Fast forward a year, and now I’m going to my first day of college in over a year and half. That’s right y’all, I’m enrolled at the local community college, and I’m working towards getting my General Associates In Arts. Assuming I don’t fucking fail again, I should have a degree after two semesters. So by Spring 2022 I should have my little piece of paper.
Why am I getting a general degree instead of focusing on a field? Well, it’s basically because all the classes I did pass over the years don’t really lean in any direction, they’re all pretty scattered, so I can’t really get a degree towards anything in particular.
When I was in high school, I took College Credit Plus courses, which meant that classes I was taking in high school counted as college courses, and gave me credits through Urbana University. Through this program, I got credits for things like anatomy, math, and English.
Then, I went to Edison (the community college I’m going to now) for my senior year of high school so I could graduate a semester early. While I was there, I passed Intro to Psychology, American Sign Language, Human Sexuality, and Composition II.
Going into Miami, I had 36 credit hours from high school alone. At Miami, I passed Children’s Literature (but it got erased), Classical Mythology, Creative Writing, German, Writing For Media, the Academic Probation Class, Ballroom Dancing, and Introduction to Poetry. That gave me 20 credit hours from Miami.
This semester at Edison, I’ll be taking Cell Biology, Race & Ethnicity, Intro to Communications, and Intro to Humanities.
With all that technical info out of the way, let’s talk about my feelings, because that’s always a blast.
I feel kind of excited, I think. The usual “back to school” rush of adrenaline. Got a new backpack so you know I’ll be looking spiffy. But mostly I’m anxious. My fear of failure is as prominent as ever, and I don’t know what I’ll do if I do fail, so I just have to continue on under the assumption that I won’t. Because I’m out of options if I do.

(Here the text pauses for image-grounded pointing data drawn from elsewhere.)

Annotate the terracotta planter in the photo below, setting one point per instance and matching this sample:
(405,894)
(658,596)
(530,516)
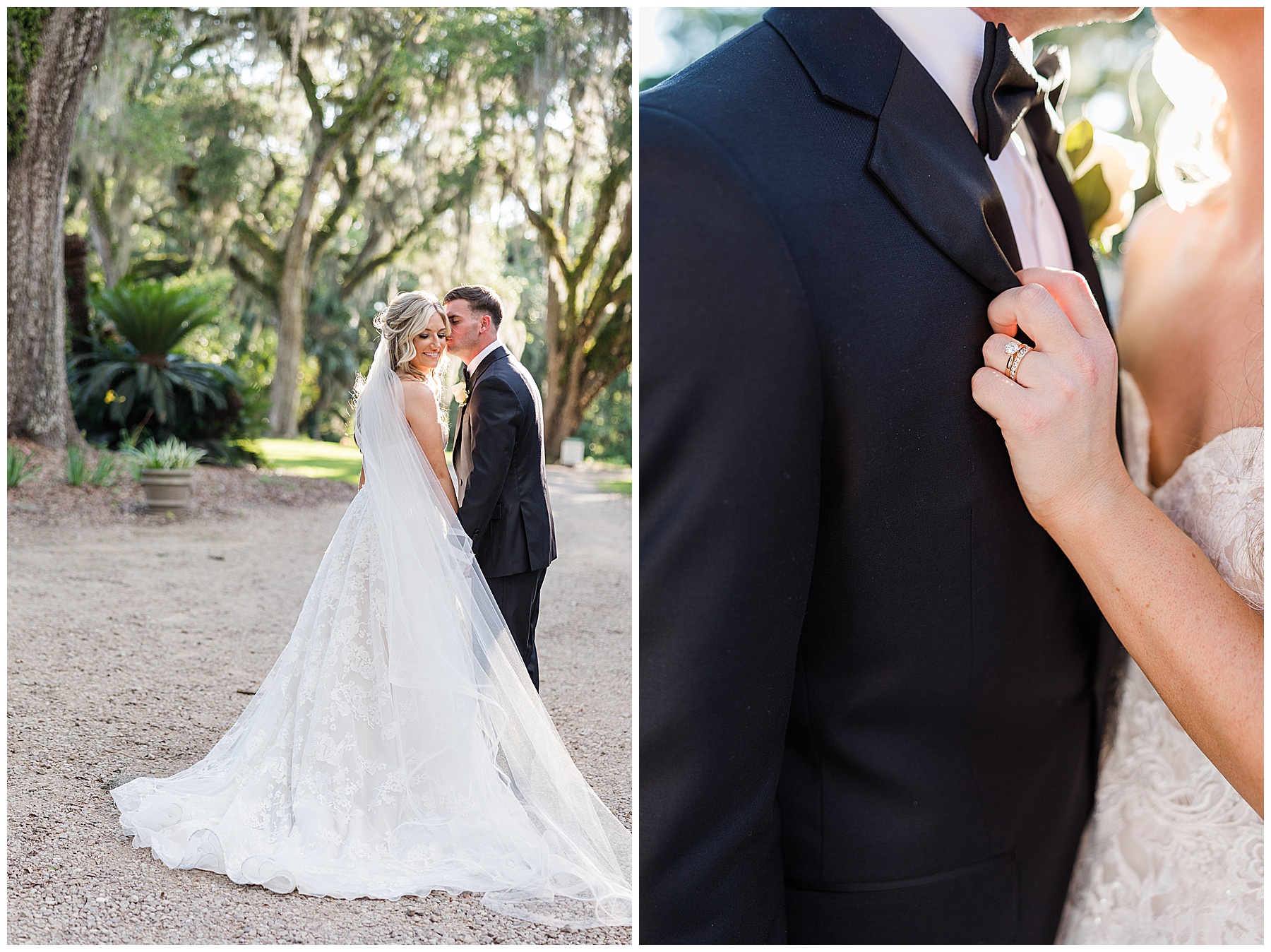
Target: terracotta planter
(167,489)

I’m not necessarily looking forward to any of my classes, especially cell biology. I mean, it’s certainly no Ballroom Dancing, but I genuinely feel like I’ll make it through this time. I know I’m capable of passing, I have 56 credit hours to prove it! I just have to pass consistently, and that’s honestly hard for me.
I know that I have to give it my all this semester, and that is why I’ve decided to take a break from writing on here. I have to put all my focus towards my classes. At least in the beginning, anyways. Once I’ve taken a month or two to settle into things, I’ll decide if I feel like I have enough time and/or brain capacity to come back to Whatever. (Though, I’m sure I can manage a monthly snack box review post every now and again!)
With all that being said, it’s been a great year writing on Whatever, and I hope to write for you all again very soon. For now, though, I’m going to go to class.